Gavin Williamson has snubbed demands from the education select committee to provide details of key meetings his department held with Ofqual in the run-up to the exams debacle, despite promising transparency.
The education secretary had been ordered by committee chair Robert Halfon to provide the information by Monday, after missing an earlier deadline.
It is completely unacceptable and adds insult to injury over this summer’s grading fiasco
But Williamson has not provided the correspondence and minutes of meetings his department’s officials had with the exams regulator, despite telling the committee in September he was “very open” to sharing the information.
Geoff Barton, general secretary of the Association of School and College Leaders, said the refusal “beggars belief… It is completely unacceptable and adds insult to injury over this summer’s grading fiasco.

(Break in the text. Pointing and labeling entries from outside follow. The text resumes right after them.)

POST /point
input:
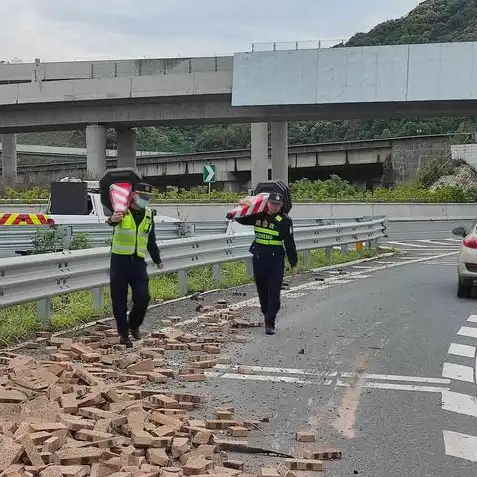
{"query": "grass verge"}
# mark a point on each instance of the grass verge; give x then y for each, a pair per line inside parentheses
(19, 322)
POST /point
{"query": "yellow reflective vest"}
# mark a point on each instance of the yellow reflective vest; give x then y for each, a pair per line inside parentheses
(129, 239)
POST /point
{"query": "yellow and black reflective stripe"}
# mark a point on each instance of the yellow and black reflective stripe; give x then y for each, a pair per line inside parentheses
(262, 230)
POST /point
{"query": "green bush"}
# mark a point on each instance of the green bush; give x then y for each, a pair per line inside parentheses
(334, 189)
(19, 322)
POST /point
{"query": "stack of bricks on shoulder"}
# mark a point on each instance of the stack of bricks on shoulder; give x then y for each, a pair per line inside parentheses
(89, 407)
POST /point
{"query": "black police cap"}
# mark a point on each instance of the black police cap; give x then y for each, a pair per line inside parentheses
(276, 198)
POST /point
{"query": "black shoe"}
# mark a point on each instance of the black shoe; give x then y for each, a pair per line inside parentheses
(270, 330)
(126, 341)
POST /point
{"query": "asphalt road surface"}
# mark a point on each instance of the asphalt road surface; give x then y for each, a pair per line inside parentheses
(378, 359)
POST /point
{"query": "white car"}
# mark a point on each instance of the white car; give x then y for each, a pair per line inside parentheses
(467, 260)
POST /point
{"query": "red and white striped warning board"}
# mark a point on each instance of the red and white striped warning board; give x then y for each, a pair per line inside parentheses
(25, 219)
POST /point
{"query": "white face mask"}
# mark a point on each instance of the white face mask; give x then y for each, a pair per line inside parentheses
(141, 203)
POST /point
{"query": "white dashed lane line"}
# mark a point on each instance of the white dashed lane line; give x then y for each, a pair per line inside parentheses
(457, 444)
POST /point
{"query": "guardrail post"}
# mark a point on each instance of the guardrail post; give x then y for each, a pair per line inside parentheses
(98, 298)
(249, 267)
(183, 282)
(329, 255)
(217, 273)
(306, 258)
(43, 311)
(373, 244)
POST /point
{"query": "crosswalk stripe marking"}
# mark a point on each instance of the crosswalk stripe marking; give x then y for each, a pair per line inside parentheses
(458, 372)
(462, 350)
(460, 445)
(459, 403)
(467, 331)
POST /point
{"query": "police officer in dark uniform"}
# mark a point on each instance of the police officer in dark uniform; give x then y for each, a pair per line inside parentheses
(133, 236)
(273, 236)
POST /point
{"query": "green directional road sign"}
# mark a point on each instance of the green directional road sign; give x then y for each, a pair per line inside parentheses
(209, 174)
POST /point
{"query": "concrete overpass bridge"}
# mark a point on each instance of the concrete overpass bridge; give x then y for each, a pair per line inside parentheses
(260, 88)
(367, 163)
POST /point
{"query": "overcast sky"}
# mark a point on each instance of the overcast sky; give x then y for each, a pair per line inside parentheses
(99, 29)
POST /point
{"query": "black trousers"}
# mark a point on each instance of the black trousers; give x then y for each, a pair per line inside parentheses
(268, 272)
(128, 271)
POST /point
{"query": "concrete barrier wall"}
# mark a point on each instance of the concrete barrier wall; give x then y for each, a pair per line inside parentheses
(204, 83)
(401, 212)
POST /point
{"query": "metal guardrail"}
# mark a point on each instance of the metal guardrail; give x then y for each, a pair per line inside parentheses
(41, 277)
(21, 238)
(296, 45)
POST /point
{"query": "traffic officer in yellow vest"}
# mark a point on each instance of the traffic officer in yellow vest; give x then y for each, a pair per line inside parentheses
(273, 236)
(133, 236)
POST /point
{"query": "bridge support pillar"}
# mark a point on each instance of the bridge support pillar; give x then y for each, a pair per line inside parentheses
(259, 143)
(95, 151)
(9, 159)
(126, 142)
(279, 137)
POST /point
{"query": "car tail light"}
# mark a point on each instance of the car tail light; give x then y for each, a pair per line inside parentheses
(470, 242)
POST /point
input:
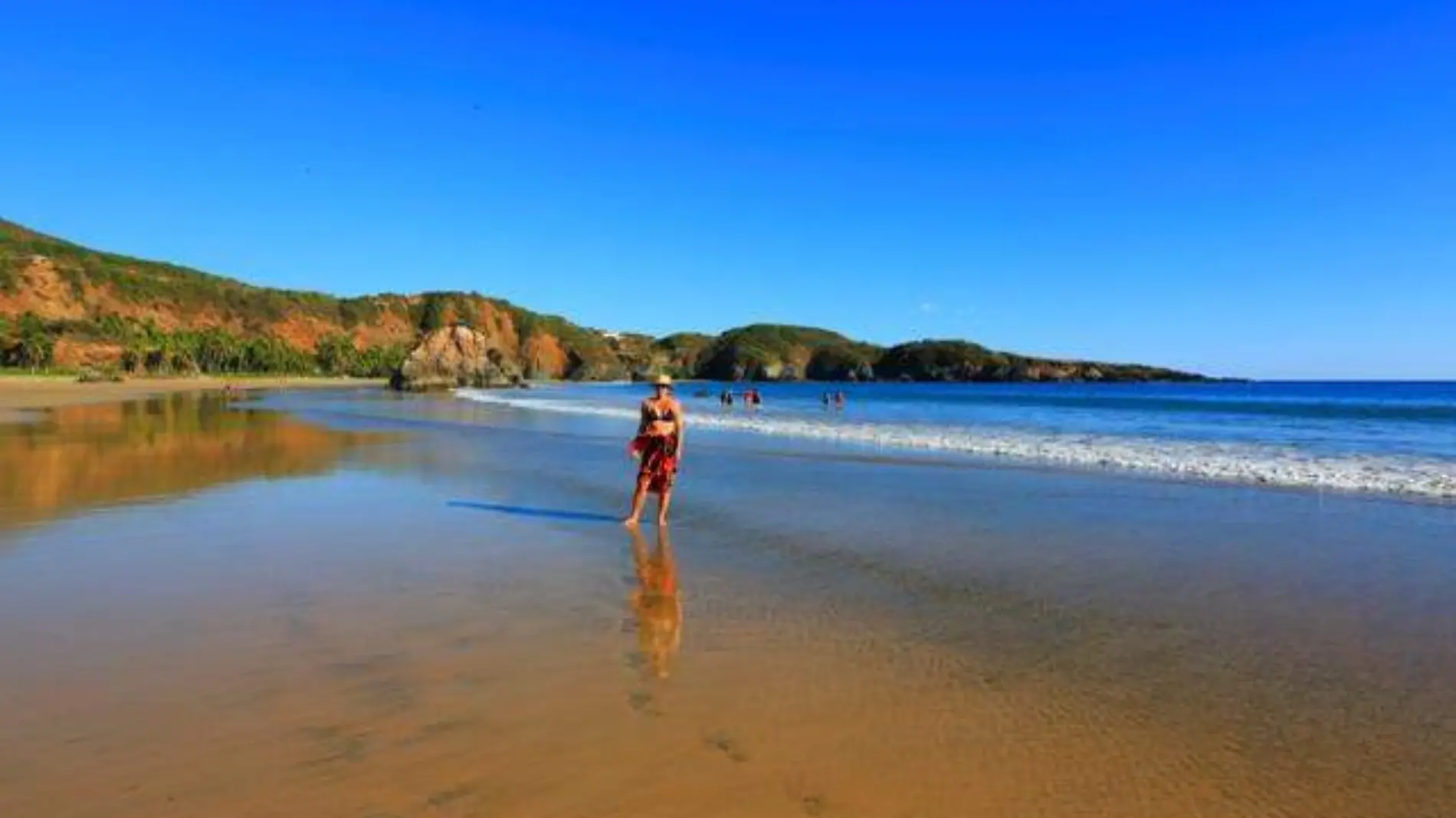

“Students, parents, schools and colleges all deserve full transparency by the government over what discussions and decisions took place in order to understand exactly what went wrong.”
During a committee meeting on September 16, Halfon asked for the department to publish “the minutes of all relevant meetings, submissions and emails between the DfE and Ofqual since March 26”.
The committee is investigating what went wrong after the government was forced into a spectacular U-turn over the controversial algorithm grades, instead issuing pupils their teacher grades.
During the hearing, Williamson acknowledged some of the advice would have been given in confidence and should remain secret.
But he claimed he was “very open” to working with the committee to do the “absolute maximum to ensure that as much information as the committee requires is made available to you”.
Williamson also told the House of Commons in September he will “commit now” to working with the committee to “provide the information that they request wherever it is possible”.
On the same day, schools minister Nick Gibb told MPs: “There are lessons to learn, and we want to be transparent.”
Despite this, Halfon wrote to Williamson on November 10 as the information had not materialised.
He said for the committee to “understand fully what happened here, and to effectively discharge our scrutiny role, we are dependent on accessing the relevant official papers and minutes of meetings relating to this episode”.
Halfon requested the information be sent by Monday (23rd) at the latest. But this request has not been met.
A spokesperson for the committee told Schools Week: “It remains important for the committee to be able to understand the basis for the decisions taken on exams earlier in the year.
“As such, discussions and correspondence between the committee and Department for Education on obtaining the information we requested remain ongoing.”
Shadow education secretary Kate Green told Schools Week that Williamson’s behaviour is “completely unacceptable and an insult to students, their families and teachers. The chaos his Department caused around last summer’s exam results inflicted enormous stress on pupils, parents and teachers who have a right to know why decisions were taken.
“The Government has claimed to want ‘transparency’ and it is shameful that ministers are actively working to prevent this. It’s time they step up and take responsibility for their failings.”
The DfE did not respond to a request for comment.